Forum Moderators: open
Another point I'd love to have some clarification on:
Stopwords and size of index. FAST doesn't utilize stopwords. Does that imply you have to store more indexed text as you'd have to when using stopwords? Is that a limiting factor to increasing your index?
Hi Heini,
Stopwords are indexed as part of our index, but are given very little weight during ranking, of course. The reason to have them there is to offer TRUE phrase matching (like "to be or not to be", "the best of the who"). Our algorithms handle this in a clever way, and it has no impact on scaling at all. ;-)
- Knut Magne / FAST
[edited by: Marcia at 3:20 am (utc) on June 17, 2002]
- Knut Magne / FAST
>reach and coverage
By this do mean that you foucs more on getting out in the corners of the web and finding special unique/content, rather than sheer number of pages?

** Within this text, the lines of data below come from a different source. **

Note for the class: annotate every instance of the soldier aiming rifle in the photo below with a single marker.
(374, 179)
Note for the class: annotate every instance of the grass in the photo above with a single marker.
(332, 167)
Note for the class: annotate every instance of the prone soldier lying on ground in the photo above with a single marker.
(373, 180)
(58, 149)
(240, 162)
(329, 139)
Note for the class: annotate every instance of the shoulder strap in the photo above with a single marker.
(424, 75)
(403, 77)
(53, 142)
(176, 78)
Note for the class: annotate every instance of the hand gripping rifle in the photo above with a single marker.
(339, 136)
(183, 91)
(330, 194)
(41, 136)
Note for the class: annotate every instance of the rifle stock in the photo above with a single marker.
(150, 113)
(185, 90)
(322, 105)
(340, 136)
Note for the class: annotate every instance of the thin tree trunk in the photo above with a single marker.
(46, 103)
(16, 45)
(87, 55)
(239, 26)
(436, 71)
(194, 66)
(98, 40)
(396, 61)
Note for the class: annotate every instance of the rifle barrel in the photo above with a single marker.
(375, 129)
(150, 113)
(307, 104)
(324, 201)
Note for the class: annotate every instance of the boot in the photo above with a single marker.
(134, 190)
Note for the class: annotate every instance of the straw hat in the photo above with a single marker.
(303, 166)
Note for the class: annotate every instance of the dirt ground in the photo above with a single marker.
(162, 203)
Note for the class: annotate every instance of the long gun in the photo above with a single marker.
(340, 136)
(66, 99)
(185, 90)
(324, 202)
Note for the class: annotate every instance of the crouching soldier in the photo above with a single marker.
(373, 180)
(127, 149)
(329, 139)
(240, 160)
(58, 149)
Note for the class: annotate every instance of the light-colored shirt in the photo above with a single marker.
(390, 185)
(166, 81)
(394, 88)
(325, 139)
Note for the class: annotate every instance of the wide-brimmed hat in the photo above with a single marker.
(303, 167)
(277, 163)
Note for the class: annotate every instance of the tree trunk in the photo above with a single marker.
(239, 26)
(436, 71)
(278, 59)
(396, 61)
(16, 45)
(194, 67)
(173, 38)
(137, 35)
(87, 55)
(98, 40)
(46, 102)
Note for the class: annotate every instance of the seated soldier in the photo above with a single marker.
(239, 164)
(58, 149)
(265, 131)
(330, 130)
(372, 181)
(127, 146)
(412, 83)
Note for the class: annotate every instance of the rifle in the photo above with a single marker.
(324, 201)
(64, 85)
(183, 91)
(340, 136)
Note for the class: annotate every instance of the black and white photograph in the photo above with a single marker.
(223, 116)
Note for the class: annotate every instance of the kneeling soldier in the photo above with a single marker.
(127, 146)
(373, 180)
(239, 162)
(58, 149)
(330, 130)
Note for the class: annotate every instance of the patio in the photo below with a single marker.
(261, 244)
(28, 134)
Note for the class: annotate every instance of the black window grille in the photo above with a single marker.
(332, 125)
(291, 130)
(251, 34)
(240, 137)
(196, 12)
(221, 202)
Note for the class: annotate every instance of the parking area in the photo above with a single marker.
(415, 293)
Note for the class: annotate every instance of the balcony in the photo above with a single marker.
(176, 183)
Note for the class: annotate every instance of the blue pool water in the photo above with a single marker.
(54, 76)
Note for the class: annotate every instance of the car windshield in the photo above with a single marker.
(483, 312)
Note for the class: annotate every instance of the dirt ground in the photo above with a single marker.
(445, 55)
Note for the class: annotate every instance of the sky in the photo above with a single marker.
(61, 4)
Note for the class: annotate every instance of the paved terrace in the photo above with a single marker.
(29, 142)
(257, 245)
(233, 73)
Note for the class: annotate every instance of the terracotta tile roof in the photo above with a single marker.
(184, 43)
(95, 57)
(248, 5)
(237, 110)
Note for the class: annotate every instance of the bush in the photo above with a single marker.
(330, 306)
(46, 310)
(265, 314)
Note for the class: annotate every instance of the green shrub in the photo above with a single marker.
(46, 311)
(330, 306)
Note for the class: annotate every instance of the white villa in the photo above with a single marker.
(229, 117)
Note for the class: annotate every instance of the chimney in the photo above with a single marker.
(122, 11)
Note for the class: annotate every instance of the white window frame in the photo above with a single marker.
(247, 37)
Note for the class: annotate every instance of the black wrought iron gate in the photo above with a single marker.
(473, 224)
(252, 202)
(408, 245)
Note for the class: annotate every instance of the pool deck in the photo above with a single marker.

To me, coverage in search engine terms has always been how much of the "audience" you cover - how many users you reach. Could you elaborate a bit on this?
- Knut Magne / FAST
And then there are alternative file formats. With the new PDF indexing ( some 14 Mill indexed PDFs, if I'm correct), FAST has started to go into this direction.
Without any doubt the ability to index a varity of file formats is there - the corporate search technology from FAST indexes all kinds of files.
I certainly wonder: How large should an index ideally be, and what defines which files are worth indexing?